Michael Byron



Book of Horizons

 

Michael Byron has been writing piano music for over forty years, but if one were to lay side by side his modest, earliest efforts for solo piano ("Song of the Lifting Up of the Head," 1972) with the piece included here, one might be perplexed by the differences in scope, scale, material, complexity, and sheer technical demands. But the pieces have in common sensitivity for the sound of the piano; a sensibility of extended playing/listening; and an interest in repetition and change through gradual and seemingly clandestine processes that transform and extend what we hear. Both pieces, early and recent, create situations demanding a great deal of relaxed yet relentless concentration on the part of the performer as well as the listener.

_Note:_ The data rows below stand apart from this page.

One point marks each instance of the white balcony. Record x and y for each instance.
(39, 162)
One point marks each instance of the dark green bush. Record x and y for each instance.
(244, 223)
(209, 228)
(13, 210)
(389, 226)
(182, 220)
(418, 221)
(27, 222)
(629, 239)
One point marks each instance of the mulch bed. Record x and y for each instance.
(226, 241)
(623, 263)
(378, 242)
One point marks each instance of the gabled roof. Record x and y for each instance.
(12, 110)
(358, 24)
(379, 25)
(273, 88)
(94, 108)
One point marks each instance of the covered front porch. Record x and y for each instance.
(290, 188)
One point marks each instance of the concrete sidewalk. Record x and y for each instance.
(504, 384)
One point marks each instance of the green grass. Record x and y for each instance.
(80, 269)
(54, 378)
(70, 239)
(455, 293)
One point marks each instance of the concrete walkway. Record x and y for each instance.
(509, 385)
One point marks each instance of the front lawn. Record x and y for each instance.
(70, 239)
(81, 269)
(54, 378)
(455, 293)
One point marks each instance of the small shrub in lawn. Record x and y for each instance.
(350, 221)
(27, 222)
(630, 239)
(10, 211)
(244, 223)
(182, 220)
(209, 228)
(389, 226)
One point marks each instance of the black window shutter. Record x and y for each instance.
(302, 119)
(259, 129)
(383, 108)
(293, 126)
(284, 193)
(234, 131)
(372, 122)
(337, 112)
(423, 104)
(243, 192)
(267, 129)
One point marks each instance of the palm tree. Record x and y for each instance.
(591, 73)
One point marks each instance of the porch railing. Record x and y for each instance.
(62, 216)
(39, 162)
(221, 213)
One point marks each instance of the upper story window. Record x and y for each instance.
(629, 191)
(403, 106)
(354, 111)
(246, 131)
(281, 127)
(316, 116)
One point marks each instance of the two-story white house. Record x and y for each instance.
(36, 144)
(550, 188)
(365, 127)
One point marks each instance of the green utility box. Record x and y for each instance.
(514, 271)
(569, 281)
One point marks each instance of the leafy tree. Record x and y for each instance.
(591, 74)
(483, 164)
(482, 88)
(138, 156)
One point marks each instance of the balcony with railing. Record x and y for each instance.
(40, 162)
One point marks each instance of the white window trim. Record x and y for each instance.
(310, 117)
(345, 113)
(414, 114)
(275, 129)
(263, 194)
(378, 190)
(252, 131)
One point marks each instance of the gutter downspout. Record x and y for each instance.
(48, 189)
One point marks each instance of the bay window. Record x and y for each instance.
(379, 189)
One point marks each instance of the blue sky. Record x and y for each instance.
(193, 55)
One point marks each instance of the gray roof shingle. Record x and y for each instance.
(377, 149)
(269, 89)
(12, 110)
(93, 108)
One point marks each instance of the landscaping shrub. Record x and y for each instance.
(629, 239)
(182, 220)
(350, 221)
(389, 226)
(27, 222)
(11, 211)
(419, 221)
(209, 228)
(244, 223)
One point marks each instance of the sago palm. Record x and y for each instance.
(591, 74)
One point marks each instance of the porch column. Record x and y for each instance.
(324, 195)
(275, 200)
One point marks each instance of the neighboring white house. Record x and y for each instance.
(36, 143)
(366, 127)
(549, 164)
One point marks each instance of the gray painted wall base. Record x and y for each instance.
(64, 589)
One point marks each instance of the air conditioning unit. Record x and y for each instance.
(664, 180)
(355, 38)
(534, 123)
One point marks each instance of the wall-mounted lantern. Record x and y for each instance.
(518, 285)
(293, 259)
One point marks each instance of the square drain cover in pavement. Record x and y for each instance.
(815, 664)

The title track on this recording, written for and dedicated to Kubera, Byron’s Book of Horizons honors a special working relationship—now some fourteen or so years old—between this obsessive composer and this exacting performer. Their first collaboration on a solo work written especially for Kubera resulted in the expansive, three-movement piano solo called Dreamers of Pearl (recorded by Kubera for New World Records in 2008). Book of Horizons—"a complex work in structure and emotion," in the words of the composer—is written in the same relentless style, which Byron has described as a "long string of abstract counterpoint operations" in which the counterpoint is made up of largely asymmetrical figurations. About Book of Horizons, Kubera says it is just as challenging as the third movement of Dreamers of Pearl, arguably a giant among the most difficult music composed in the last half century. Kubera premiered the piece at Roulette in New York City on March 17, 2011. Each of the five movements of Book of Horizons is characterized by an evocative title, a personal dedication (four friends and Byron’s daughter), and a vivid tempo designation. The five movements, which alternate between agitation and tranquility, are: 1. "Unknown Americas," for Peter Garland (madly); 2. "Porcelain Nights," for David Mahler (unhurried); 3. "Like the Eyes of the Bride," for Amy Beal (with abandon); 4. "A World Full of Hope," for Katherine Elizabeth Byron (luxurious . . . full, deeply resonant throughout); 5. "Appearances and Architraves," for Larry Polansky (uncompromising).


Much of the work’s texture could be stylistically characterized as Baroque, given the perpetual motion and the mostly dry two-voice polyphonic layering, some of it distortedly imitative. The progression of events in the third movement evokes the impression that the fluttering melodic figures, the emphatic chords, and the arpeggiated grace notes are all different expressions of the same "obsessive image" (in the composer’s words). Careful listeners will confront the mystery and constancy of Byron’s obsessive image through the work’s thematic characters, the gestural languages they speak, the rhythmic puzzles they solve, and the harmonic landscapes they negotiate—and which they eventually conquer, as the breathtaking finale seems to imply. Though these pieces sound entirely unpredictable, they are actually "airtight" and "unforgiving in structure," as Byron admits, yet also written with great clarity. Mostly modal pitch relationships and asymmetrical temporal ones alike are relentlessly rigorous. For the persevering analyst, a complex solar system is in operation here; but for the average listener, an emphatically passionate confession reveals itself from beginning to end.